I followed the birds into the woods to see where they would feed next and found them down on the ground scratching around in the litter.  Were they catching insects?  Nope, too cold for any insects to be out or any worms to be moving up into the litter, so maybe they were finding downed fruits?  The following sequence illustrates…

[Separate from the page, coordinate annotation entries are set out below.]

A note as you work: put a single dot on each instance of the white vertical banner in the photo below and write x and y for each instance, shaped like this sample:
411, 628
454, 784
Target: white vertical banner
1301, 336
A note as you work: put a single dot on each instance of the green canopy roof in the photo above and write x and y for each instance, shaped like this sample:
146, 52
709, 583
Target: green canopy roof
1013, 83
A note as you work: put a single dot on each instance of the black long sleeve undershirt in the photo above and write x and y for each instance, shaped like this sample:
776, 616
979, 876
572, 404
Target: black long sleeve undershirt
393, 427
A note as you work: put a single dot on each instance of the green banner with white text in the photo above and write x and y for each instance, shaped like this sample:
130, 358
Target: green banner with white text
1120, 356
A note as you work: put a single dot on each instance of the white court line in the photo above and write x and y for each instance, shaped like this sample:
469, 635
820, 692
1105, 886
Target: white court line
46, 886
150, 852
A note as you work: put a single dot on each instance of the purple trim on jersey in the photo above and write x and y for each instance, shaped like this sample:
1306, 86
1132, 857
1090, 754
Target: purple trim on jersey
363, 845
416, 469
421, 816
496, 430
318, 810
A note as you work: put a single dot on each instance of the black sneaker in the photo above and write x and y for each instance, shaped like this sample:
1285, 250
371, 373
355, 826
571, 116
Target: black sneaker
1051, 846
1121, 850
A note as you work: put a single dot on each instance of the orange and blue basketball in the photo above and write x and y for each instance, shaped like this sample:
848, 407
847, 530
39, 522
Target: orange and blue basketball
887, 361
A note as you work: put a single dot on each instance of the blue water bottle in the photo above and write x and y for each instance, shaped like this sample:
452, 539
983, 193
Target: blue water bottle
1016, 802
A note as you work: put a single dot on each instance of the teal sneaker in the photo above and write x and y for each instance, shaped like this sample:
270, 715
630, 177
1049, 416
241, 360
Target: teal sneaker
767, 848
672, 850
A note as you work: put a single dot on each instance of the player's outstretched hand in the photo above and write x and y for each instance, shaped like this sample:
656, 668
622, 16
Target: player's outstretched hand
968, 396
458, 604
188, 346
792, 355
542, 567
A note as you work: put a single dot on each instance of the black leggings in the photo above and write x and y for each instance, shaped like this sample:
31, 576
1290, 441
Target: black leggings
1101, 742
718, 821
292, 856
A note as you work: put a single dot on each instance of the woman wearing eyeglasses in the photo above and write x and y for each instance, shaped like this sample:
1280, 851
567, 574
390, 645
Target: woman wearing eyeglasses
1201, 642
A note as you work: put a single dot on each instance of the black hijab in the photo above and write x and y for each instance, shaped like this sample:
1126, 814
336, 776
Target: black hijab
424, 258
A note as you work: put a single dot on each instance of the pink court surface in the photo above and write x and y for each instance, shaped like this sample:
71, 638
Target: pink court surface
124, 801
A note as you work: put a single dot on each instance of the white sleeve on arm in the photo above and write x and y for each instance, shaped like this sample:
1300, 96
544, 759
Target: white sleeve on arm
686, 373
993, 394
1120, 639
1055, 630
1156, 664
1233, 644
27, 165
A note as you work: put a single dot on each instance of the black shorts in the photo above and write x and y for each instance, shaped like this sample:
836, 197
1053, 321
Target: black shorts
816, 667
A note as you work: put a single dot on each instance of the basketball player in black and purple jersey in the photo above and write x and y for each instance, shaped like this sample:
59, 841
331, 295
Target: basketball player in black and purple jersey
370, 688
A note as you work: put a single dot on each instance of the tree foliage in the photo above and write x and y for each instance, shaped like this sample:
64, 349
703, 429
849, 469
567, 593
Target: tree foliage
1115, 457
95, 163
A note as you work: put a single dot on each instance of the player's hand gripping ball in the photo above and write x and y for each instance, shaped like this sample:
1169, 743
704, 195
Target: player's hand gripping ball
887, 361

hmmm…anything good to eat here?

let’s check under this pile of leaves…

ooh, look what I found…

that was tasty — now to find more.

It’s true that most frugivores do supplement their diet with animal prey, but those are scarce in the winter, so fruit makes up most of their overwintering diet.  Most frugivores eat a large variety of fruits, and it turns out that these fruits are also highly variable in their nutrient constituents.  Some are very high in sugar content; some are higher in lipids.  But almost all fruits are notably lacking in protein or other nitrogen sources.  What makes this more interesting is that some frugivores (like the waxwings) are sugar specialists, and some (like the robins) are lipid specialists, and their particular preferences provide them with the most highly absorbable diet.

In fact, Cedar Waxwings have exceptionally good absorptive capacity for sugars, not only in their small intestine, but in the proximal part of their colon as well (an unusual place to transport sugar).  It is thought that the accelerated sugar transport capacity of their intestine actually enhances amino acid transport as well, because these birds can actually remain in positive nitrogen balance on fruit diets that other frugivores (like robins) continually lose nitrogen via excretion.

The way to maximize both your caloric and essential nutrient intake is to process food quickly.  Most frugivores manage to separate fruit pulp from seeds very quickly in their intestine, and purge the gut of the indigestible seeds while retaining the pulp to extract every vital nutrient.  In fact, the seeds of an ingested meal of berries might appear just 20-30 min after they are eaten.   That’s why you don’t want to stand under a tree where frugivores are feeding.

This winter has been kind to the frugivores:  a bountiful crop of fruits produced during the long mild fall coupled with an exceptionally mild winter that demanded fall less energy expenditure.  No wonder the robins have stayed in Minnesota this year instead of migrating.